To examine the model’s performance, I used K-Fold Cross Validation. Analysing the results, I determined that with appropriate hyperparameter selection the model performs well considering the small amount of training data (approx. 2k sentences), achieving an average accuracy of around 72% across 5 folds. The hyperparameters tuned in this case were the learning rate and the number of epochs. Optimal results were achieved with a learning rate of 0.0001 and 13 to 15 epochs.

As previously mentioned, I believe the success of this model can be attributed to the fact that it is able to learn the semantic relationship between the tokens in each sentence not just from left to right but also from right to left, improving accuracy. This is confirmed by the fact that with the same experimentation on a normal LSTM, I was only able to achieve an average accuracy of around 60%.

In [None]:
# KFold validation, with k = 5
num_folds = 5
kfold = StratifiedKFold(n_splits=num_folds, shuffle=True)
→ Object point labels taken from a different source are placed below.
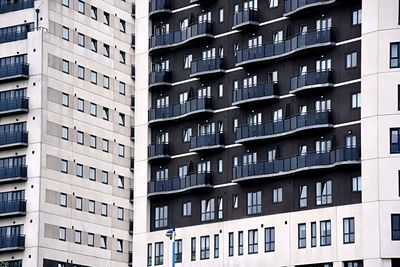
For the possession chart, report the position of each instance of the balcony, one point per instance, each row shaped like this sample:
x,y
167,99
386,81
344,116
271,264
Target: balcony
x,y
180,184
311,80
246,18
161,78
260,92
204,67
12,208
288,126
158,151
14,71
195,106
13,139
15,173
16,5
159,7
295,44
197,31
295,6
207,142
296,164
14,105
12,243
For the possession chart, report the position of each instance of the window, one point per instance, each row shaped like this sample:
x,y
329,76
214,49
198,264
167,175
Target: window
x,y
62,233
240,243
303,196
81,105
81,39
193,249
161,217
104,209
302,239
104,177
324,193
65,66
159,253
187,209
93,77
78,203
357,15
121,88
81,7
79,138
64,133
269,239
207,210
106,18
277,195
149,254
79,170
356,100
78,237
91,206
120,245
253,241
103,242
348,231
63,200
65,100
351,60
93,45
90,239
178,250
325,228
254,203
122,25
121,150
356,184
65,33
230,252
92,141
395,227
64,166
313,234
394,55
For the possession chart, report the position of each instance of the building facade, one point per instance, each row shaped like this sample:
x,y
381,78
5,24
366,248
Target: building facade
x,y
66,90
253,144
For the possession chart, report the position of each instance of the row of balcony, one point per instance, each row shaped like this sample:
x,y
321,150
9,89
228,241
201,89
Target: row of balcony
x,y
292,7
260,170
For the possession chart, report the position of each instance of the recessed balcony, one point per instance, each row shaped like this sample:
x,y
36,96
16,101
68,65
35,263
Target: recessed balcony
x,y
14,105
198,31
206,67
195,106
255,93
180,184
12,243
159,7
295,44
246,18
10,208
13,139
296,164
14,71
13,174
288,126
11,6
295,6
311,80
161,78
207,142
158,151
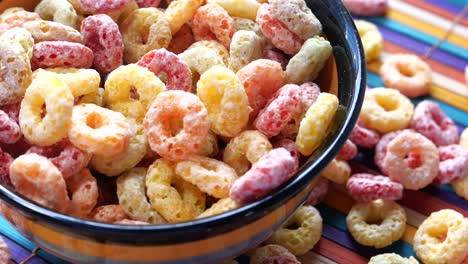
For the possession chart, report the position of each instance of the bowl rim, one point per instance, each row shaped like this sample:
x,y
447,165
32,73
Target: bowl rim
x,y
216,223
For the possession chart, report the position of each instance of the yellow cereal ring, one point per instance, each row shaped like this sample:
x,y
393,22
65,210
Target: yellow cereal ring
x,y
302,239
132,197
389,213
45,130
246,149
124,82
225,99
309,61
372,40
386,110
314,125
172,197
442,238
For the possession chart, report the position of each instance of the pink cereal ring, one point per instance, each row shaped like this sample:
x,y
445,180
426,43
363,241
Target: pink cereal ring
x,y
277,32
61,53
175,141
266,175
431,121
366,7
212,22
179,76
279,110
101,34
453,164
365,187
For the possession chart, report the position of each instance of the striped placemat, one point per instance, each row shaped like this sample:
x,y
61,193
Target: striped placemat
x,y
434,29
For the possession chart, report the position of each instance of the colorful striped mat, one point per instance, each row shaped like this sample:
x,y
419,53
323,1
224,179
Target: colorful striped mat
x,y
434,29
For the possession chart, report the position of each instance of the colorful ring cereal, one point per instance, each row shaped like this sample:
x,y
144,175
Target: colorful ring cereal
x,y
392,227
277,32
297,17
130,90
37,179
407,73
101,34
144,30
47,127
302,239
314,126
309,61
246,149
372,40
98,130
267,174
179,76
172,140
386,110
442,238
225,99
61,53
365,187
399,169
172,197
431,121
132,197
211,176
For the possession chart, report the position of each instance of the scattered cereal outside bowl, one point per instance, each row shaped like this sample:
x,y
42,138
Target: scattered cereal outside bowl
x,y
185,194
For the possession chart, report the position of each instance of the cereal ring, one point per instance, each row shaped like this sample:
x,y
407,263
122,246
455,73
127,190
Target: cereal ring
x,y
47,126
386,110
175,199
407,73
245,47
366,8
101,34
412,177
314,126
212,22
98,130
180,12
52,31
211,176
364,187
297,17
267,174
279,110
113,165
442,238
132,197
372,40
68,159
337,171
221,206
246,149
225,99
144,30
131,89
61,53
261,79
302,239
392,259
37,179
168,138
391,228
433,123
453,164
179,76
309,61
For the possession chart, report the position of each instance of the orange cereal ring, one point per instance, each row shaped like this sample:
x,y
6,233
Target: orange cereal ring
x,y
98,130
36,178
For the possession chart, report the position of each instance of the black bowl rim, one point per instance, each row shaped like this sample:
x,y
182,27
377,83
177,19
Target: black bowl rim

# The results across all iterations of KFold are compiled to determine the average accuracy
# and the standard deviation
results = []
count = 0
num_epochs = 13
for train, test in kfold.split(X, Y):
    trainX, testX = X[train], X[test]
    trainY, testY = Y[train], Y[test]
    
    # Recompiling the model to reset the weights, then training on the new split
    model = compile_model()
    history = model.fit(trainX, trainY, validation_data=(testX, testY), epochs=num_epochs, batch_size=64)
    
    try:
        accuracy = history.history['val_accuracy'][num_epochs - 1]
    except:
        accuracy = history.history['val_acc'][num_epochs - 1]
        
    print('Iteration: #{} Accuracy: {}%'.format(count + 1, accuracy * 100))
    results.append(accuracy)
    count += 1

print('\nAverage accuracy: {}%'.format(statistics.mean(results) * 100))
print('Standard deviation: {}'.format(statistics.stdev(results)))